Secretary Robert Gates has stated that the fiscal 2011 funding situation has already generated serious difficulties, and it continues to present “a crisis at our doorstep” because those difficulties will only multiply in number and increase in magnitude as time passes. As it stands, one-half of the current fiscal year has elapsed without regular appropriations. According to the department, the resulting uncertainties have fostered operational limitations, inefficiencies, programmatic disruptions and unbudgeted costs. The department has reported that, due to funding restrictions, it has been precluded from issuing contracts for more than 50 major military construction projects and for procuring important weapons systems, including a new Virginia-class submarine and a variety of military helicopters. The department is also opting for short-term contracting solutions to maximize available funding and to preserve operational flexibility, but these actions are inherently inefficient and they will incur higher costs for the services that are received.
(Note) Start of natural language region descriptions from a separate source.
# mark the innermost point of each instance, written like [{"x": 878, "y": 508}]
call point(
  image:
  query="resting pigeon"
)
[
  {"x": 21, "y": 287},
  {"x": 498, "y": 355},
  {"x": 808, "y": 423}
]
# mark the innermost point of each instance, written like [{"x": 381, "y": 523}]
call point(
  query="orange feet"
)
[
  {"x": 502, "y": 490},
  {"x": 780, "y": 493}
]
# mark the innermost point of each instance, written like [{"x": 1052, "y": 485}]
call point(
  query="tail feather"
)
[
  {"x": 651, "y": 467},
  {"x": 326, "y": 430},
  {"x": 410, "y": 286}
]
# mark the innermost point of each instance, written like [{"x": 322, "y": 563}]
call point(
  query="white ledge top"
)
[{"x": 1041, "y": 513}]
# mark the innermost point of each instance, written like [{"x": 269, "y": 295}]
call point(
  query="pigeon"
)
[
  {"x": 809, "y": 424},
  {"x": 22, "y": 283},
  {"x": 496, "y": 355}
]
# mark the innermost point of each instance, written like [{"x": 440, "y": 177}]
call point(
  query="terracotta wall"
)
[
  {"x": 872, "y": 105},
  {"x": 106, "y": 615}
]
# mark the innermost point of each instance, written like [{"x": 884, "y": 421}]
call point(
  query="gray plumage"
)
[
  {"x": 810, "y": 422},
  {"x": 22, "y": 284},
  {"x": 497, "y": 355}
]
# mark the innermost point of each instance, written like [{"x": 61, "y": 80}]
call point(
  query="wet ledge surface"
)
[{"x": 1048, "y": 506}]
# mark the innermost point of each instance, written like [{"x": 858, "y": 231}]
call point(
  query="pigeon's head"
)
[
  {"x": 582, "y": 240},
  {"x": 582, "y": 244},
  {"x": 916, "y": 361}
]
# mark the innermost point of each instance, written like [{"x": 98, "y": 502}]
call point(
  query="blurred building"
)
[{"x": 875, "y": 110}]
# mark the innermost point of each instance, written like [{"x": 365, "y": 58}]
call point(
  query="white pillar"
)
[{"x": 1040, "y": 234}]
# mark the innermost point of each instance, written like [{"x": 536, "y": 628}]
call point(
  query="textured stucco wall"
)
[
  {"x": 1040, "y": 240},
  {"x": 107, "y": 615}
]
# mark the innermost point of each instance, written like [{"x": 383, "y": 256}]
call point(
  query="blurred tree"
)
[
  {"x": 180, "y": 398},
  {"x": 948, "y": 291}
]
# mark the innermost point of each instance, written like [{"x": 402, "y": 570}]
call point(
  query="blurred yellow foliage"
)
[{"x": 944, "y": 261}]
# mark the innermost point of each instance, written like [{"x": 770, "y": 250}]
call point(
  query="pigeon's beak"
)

Again, these discrepancies and their cumulative costs will only grow over time.

If current funding levels should be continued through the remainder of the fiscal year, it would effectuate a base budget reduction of $22 billion below the $548 billion authorized by Congress. According to a letter from Secretary Gates to the chairman of the House Armed Services Committee, dated Feb. 10, specific adverse effects of such a reduction could include:

 • A negative impact on training and readiness as a result of: reduced funding for three brigade combat teams returning from Iraq and Afghanistan, a reduction in Navy steaming days and training exercises, and fewer Air Force and Navy flight hours; 

• Prohibitions on new program starts and limitations on production rates for existing acquisition programs, such as the MQ-9 Reaper unmanned aerial vehicle program;

• An increased reliance on contractual agreements and practices that are wasteful and more expensive to the taxpayer;

• Deferrals in equipment maintenance schedules, which would adversely affect unit readiness and create a future maintenance backlog; 

• Curtailments in sustaining facilities, restoration and maintenance efforts and base operations, which could undermine readiness and reduce quality-of-life standards for service personnel; and

• A civilian hiring freeze, which would hinder service support to military units.

Challenges to the Department of Defense would also be compounded should other facets of the federal government receive less than adequate funding. Limitations on important diplomatic, reconstructive, developmental, law enforcement and public-health-related efforts — efforts that the Defense Department cannot shoulder alone — would only weaken national security.

I understand that our country faces economic challenges and that there are distinct differences of opinion as to how the Congress should responsibly address significant budgetary pressures. However, spending defense dollars wisely involves budgeting to an effective military strategy, rather than strategizing to arbitrary budgetary restrictions. Reductions in spending should not be divorced from thorough, pragmatic policy evaluations. 

The limitations forced on the Department of Defense due to legislative events are not founded on national security policy objectives. They are the products of politics. It is time to put divisive politics aside and pass an appropriations bill that appropriately funds the federal government. Our service men and women deserve it.

Smith is ranking member of the House Armed Services Committee.